Last week I opened the car boot to find that Jack's pushchair had been left folded up and unused in there for so long that it was beginning to grow a layer of mould. Grim, I know. At first I was annoyed with myself and started trying to think of the best ways get it clean. Then I realised that it actually doesn't matter too much since Jack probably won't use it again now. He turns 4 next month and prefers to walk everywhere. And as his build is closer to that of a 5 year old, I doubt he'd fit in it even if he wanted to.

It dawned on me that my pram pushing days are over. And honestly, I felt quite sad about it.

We've had the same pushchair since he was born. It's one of those three wheelers that reclines when they're babies but is essentially a stroller that will also see you through the toddler years. I remember the first time I ever took Jack out in it. He must have been a week or so old and I think it was the first time we'd left the house since he was born. I was still achey and sore from the C-section but I wrapped him up in a woolly hat and cardy and we trundled up the road to my mum's house. All the way there his dad and I bickered about who would push him - "you've had a go, it's my turn now" - occasionally veering off onto a grass verge while this tiny little boy-child slept soundly inside.

Of course, the novelty wore off. Folding and unfolding, strapping and unstrapping, hauling it in and out of the boot of my Nissan Micra all became part of our everyday routine. Soon I was a pro at weaving in and out of shop rails, navigating us into the last tiny space in department store lifts amongst the other buggies/wheelchairs and balancing everything from shopping bags, teddy bears and swimming towels on top of the pushchair. The miles I must have wracked up wheeling him around shopping centres, car parks, supermarkets, seasides, garden centres, country paths and convoys with other pram pushing mothers. The pushchair came abroad with us twice and I still remember the sickening moment I struggled to push it up a particularly steep hill in Whitby and, for a split second, genuinely believed we were both going to roll backwards.

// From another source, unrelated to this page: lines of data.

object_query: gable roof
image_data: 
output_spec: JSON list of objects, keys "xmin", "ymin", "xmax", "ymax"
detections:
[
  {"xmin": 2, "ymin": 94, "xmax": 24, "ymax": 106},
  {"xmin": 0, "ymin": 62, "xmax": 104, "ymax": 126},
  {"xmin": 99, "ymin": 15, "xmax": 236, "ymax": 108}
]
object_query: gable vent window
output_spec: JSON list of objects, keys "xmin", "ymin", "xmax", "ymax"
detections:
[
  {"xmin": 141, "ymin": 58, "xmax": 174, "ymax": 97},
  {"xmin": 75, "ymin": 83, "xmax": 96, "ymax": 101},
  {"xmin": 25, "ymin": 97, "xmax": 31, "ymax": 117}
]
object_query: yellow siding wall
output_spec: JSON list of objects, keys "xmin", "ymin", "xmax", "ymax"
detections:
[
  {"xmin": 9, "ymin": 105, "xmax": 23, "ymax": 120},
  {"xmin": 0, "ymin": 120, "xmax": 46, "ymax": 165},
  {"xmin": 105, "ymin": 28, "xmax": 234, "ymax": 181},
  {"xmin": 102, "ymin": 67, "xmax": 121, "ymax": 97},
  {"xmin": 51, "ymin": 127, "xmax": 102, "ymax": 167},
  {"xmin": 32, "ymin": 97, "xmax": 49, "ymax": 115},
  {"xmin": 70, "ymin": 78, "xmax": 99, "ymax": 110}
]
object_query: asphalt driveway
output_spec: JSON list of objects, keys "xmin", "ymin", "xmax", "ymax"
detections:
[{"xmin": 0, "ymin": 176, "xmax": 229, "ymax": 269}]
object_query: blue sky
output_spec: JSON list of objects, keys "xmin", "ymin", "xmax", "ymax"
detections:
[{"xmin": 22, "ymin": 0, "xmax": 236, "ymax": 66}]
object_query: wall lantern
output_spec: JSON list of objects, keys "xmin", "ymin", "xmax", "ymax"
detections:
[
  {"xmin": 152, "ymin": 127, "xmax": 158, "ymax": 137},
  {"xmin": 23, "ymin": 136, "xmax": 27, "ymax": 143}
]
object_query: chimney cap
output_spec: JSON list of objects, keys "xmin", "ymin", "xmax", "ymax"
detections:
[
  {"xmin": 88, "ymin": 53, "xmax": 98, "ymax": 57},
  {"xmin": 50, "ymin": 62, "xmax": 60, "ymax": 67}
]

It seems silly to get nostalgic over a mouldy old pushchair. But I suppose it symbolises something more. It got me thinking about a poem I've seen doing the rounds on Facebook lately called The Last Time - you can read it here - which is basically about appreciating every moment because all too soon your kids will grow up and you'll never get this time with them back again. It happens so quickly, sometimes without you even noticing. I think my heart broke a little bit when I read the part about putting them down one day and never picking them up again. I might remember the first time I took Jack out in the pushchair but I don't remember the last time, even though it must have only been a few months ago. I certainly didn't realise it was the last time. If I had I might have walked a bit further or made him cackle by running down some ramps or just sat and marveled at how his long legs, hanging off the end of the pushchair were only inches from the floor now.

So although sometimes the days feel long and draining and unrewarding, I'm going to try to appreciate every one because honestly, you never really know when the last time is going to be.